Some people hate the idea of self-care, and I used to be one of them. I hated anything that had the word self in it, which by default meant I was hating my self. Maybe I never thought about it that way. I’d never have said I hated myself, but my actions were not loving toward myself.

I also really hated the notion of self-love, and I have always considered it unbiblical, quite honestly. Yet, now, without seeing it as I need to oooh and aaah over me, I can see that my actions need to be loving toward myself – self-love.

Yes, of course, I need to love others, but first I need to be loving toward myself, so that I recognize and celebrate the gift of God that is me.

What Healthy Self-Love and Self-Care Really Looks Like (I Think)

Self-love, to me, looks like taking care of the gift God has given each of us, individually. That means eating right, exercising, sleeping, making healthy choices, spending time with God consistently, and making use of the gifts God has given us to share with the world. It’s not about shoes, and it certainly isn’t about cookies, for heaven’s sake!

Life is More than Cookies and Shoes

However, when I need shoes, it means buying the shoes. When I am stressed it means taking a long, hot bath and reading a chapter of whatever book I wish I could finish without a thousand interruptions. Maybe it means a massage or making sure I have clothes to wear that aren’t stained from spit up or my son’s greasy fingers. It means not feeling guilty for taking a break, or for having something reasonably nice for once.

Self-care is about taking care of my needs, and it isn’t about superficial nonsense.

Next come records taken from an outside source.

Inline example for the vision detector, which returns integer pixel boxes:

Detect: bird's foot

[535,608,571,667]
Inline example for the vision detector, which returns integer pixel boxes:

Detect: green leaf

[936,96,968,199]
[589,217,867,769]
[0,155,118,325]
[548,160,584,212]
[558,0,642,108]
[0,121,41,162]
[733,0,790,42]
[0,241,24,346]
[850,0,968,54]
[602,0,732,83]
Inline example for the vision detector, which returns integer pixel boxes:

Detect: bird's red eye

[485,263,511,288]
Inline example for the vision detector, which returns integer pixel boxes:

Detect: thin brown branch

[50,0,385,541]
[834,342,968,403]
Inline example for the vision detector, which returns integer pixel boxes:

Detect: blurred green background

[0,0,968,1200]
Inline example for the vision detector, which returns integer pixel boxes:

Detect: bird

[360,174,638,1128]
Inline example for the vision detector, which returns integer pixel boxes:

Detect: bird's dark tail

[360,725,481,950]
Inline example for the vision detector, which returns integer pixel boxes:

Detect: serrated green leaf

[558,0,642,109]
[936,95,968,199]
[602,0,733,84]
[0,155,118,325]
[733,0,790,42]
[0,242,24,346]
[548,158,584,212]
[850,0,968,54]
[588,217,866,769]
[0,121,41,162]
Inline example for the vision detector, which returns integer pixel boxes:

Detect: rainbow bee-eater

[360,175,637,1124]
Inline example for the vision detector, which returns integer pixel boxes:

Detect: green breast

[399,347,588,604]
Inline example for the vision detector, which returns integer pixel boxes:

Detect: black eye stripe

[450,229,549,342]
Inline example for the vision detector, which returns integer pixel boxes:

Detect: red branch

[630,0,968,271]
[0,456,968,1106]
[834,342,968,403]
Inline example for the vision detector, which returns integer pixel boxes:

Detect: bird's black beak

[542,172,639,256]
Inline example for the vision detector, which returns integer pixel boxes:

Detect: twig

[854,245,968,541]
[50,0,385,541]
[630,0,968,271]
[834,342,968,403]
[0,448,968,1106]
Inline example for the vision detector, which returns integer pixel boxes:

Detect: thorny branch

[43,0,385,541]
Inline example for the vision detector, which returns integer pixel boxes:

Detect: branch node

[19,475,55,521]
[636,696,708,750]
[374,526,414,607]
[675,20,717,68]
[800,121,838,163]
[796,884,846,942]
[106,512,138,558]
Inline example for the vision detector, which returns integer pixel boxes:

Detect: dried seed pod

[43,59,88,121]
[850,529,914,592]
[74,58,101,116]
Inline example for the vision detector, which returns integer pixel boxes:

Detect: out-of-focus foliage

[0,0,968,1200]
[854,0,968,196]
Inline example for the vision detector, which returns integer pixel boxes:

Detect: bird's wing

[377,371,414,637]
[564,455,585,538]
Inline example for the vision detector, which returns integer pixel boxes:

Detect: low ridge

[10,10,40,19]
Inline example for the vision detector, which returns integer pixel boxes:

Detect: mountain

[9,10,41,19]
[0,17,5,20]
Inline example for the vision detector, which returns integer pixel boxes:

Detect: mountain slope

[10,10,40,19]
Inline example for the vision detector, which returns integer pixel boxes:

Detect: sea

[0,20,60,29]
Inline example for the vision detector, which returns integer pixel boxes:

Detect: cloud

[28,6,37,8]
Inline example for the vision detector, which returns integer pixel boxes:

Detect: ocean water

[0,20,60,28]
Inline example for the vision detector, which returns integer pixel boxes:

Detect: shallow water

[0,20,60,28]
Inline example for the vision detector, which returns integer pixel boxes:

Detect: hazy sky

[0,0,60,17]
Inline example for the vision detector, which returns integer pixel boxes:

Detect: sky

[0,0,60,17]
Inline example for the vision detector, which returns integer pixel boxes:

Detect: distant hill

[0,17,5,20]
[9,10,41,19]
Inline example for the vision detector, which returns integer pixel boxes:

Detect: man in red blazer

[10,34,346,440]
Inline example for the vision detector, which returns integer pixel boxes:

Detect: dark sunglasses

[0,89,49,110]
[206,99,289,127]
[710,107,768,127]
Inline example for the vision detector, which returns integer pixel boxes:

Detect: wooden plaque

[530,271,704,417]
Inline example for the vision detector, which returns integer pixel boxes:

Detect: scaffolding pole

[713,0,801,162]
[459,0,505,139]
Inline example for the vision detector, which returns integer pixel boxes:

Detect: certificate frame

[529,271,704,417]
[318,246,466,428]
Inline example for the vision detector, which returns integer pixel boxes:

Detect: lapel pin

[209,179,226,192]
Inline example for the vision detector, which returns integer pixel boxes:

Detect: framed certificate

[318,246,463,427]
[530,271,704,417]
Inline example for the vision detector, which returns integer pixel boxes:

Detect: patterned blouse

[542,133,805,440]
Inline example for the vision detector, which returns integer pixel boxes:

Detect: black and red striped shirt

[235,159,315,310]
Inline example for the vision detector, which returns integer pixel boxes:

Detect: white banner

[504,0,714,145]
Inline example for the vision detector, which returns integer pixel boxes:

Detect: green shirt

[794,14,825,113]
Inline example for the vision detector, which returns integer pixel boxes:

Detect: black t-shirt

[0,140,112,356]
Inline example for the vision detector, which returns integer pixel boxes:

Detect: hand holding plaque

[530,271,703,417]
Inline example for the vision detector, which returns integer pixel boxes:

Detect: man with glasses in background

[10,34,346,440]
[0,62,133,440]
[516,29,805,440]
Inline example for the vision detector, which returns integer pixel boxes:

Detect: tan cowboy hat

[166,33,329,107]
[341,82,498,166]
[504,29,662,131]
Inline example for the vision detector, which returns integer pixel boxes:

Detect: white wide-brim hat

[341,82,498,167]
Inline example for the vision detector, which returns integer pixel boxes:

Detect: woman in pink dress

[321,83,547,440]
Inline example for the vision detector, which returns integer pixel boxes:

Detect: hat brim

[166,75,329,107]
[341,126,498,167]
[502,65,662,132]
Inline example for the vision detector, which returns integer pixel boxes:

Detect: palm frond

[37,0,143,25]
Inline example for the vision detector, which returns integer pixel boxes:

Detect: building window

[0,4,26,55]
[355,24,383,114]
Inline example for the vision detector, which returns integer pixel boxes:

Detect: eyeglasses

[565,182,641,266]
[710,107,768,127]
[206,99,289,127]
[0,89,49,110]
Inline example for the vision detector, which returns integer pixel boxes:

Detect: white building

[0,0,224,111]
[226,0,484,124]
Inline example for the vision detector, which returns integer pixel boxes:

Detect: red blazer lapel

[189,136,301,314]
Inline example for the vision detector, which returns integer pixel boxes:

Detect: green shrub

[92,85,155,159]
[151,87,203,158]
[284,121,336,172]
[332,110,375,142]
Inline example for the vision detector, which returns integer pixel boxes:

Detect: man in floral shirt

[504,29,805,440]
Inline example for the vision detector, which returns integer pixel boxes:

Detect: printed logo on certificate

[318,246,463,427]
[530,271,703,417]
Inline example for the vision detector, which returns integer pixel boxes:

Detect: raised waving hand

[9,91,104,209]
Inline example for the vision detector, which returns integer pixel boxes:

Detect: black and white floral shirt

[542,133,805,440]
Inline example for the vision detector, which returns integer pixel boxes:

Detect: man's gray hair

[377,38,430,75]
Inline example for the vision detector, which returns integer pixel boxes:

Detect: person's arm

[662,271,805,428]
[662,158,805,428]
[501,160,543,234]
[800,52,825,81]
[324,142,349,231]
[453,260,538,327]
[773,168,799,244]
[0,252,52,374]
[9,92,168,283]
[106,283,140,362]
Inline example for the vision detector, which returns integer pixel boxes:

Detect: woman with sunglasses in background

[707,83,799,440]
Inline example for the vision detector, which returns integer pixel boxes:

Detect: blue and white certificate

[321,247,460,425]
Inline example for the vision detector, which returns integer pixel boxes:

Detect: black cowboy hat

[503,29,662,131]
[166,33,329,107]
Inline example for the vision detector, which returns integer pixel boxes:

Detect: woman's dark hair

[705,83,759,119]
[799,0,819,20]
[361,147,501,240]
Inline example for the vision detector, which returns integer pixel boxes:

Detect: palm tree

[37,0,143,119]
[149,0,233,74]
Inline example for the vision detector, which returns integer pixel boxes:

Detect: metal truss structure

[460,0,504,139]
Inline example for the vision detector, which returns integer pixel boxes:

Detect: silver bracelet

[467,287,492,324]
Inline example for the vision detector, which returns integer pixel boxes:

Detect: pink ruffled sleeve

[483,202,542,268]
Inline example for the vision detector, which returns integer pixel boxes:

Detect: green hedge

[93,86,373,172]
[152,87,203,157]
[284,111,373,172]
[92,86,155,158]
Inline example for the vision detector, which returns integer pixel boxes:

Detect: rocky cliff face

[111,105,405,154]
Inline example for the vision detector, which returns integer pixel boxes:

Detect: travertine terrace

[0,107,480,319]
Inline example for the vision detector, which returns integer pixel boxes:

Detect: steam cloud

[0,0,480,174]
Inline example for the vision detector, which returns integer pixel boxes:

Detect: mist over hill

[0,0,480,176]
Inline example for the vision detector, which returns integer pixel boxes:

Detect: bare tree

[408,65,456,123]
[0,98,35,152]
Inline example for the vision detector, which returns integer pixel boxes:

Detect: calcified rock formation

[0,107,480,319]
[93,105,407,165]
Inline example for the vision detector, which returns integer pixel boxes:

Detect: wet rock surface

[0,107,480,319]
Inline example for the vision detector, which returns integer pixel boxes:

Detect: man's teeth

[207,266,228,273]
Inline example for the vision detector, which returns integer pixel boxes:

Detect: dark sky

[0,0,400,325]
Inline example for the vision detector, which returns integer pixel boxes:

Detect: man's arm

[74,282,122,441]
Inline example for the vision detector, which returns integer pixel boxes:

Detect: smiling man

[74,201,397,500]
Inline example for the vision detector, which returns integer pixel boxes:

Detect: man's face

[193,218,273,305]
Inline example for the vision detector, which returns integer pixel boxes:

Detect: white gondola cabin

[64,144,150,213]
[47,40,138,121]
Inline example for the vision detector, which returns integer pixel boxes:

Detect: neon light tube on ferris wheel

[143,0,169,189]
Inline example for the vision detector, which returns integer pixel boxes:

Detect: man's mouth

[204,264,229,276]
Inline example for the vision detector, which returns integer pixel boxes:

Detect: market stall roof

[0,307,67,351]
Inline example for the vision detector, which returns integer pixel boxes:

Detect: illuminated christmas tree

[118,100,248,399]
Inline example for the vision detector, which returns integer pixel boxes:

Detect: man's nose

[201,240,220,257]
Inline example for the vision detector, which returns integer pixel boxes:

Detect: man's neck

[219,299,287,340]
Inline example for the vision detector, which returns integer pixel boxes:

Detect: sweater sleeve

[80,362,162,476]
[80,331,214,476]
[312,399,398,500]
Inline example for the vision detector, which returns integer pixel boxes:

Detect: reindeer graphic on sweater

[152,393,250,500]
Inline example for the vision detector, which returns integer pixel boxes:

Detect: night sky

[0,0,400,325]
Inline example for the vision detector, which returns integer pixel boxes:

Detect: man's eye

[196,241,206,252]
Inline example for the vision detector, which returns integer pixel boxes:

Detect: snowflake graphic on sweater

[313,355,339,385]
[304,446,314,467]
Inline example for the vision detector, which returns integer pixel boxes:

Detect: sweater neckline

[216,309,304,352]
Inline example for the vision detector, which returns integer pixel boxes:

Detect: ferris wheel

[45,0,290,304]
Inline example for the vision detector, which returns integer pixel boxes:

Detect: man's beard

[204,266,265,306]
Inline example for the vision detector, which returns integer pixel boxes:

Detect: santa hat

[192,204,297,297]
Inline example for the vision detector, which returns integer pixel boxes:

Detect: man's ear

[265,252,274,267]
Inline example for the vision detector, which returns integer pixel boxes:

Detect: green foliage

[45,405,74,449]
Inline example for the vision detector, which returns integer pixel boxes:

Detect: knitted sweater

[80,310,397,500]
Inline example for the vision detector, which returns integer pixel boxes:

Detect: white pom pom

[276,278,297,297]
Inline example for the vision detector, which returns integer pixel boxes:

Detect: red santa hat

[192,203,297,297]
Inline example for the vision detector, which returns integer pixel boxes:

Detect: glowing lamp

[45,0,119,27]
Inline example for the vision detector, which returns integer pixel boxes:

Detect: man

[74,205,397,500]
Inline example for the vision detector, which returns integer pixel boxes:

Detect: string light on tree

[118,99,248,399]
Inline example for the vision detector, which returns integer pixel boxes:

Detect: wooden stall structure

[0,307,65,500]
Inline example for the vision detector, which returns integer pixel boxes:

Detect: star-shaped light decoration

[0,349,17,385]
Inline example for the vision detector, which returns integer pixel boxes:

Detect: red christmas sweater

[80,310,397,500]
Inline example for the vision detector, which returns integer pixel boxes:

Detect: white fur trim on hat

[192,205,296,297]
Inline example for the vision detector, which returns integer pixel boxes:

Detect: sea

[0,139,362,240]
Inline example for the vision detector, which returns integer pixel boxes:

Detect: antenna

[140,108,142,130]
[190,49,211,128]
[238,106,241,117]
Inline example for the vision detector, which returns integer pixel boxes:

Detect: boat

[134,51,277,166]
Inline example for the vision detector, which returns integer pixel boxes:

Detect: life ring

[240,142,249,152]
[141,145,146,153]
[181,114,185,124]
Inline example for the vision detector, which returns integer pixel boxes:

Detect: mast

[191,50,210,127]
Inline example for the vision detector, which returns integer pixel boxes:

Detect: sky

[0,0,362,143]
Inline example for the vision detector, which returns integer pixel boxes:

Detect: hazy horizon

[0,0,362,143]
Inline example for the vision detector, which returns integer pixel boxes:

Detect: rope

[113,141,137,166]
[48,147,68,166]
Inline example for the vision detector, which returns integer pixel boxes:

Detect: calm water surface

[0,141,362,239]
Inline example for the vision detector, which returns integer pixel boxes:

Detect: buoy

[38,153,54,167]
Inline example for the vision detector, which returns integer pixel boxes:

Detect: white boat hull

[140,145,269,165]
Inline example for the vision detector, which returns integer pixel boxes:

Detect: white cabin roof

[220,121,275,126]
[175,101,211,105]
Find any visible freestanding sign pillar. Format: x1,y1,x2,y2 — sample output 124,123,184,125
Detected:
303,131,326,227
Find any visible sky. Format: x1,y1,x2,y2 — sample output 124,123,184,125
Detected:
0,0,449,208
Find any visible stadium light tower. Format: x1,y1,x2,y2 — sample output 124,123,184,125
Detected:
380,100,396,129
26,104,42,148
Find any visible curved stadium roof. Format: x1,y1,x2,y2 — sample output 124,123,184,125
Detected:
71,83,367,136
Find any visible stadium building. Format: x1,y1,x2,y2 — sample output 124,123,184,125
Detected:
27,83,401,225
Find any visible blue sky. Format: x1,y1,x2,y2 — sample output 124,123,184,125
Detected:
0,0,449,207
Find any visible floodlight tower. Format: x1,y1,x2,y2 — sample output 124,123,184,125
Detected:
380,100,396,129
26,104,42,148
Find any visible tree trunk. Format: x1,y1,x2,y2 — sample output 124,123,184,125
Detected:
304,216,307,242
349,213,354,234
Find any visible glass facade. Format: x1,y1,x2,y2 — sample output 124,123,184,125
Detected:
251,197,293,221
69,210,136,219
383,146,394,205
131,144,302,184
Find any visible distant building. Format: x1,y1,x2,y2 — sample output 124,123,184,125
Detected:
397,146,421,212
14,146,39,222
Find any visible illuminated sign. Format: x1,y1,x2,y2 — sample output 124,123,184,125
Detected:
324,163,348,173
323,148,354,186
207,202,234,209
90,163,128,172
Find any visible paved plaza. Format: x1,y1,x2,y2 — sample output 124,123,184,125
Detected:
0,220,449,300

It means reminding myself who God says I am. I means standing in the mirror speaking out loud the loving words of God over my life. It means standing on the truth even when others are speaking lies into you.

Sometimes it means taking a break or walking away. Sometimes, it’s messy, but love is messy, and when I fail to take care of me, to love me, well, that’s far messier.

It’s really like the old oxygen mask analogy. If you don’t take care of yourself, there just won’t be much of you to go around and care for others in short time.

You are not invincible, and neither am I. Believing we are, believing we can do it all, believing we have to be all things for all people, … that is pride, not love.

In the end, love yourself because you’re worthy of love. Love yourself because He loves you. Love yourself because He made you in a way that demands it. Love yourself because He made you, and because you just need to be you, not Him.

Be still and know He is God, and you are His beautiful, precious creation.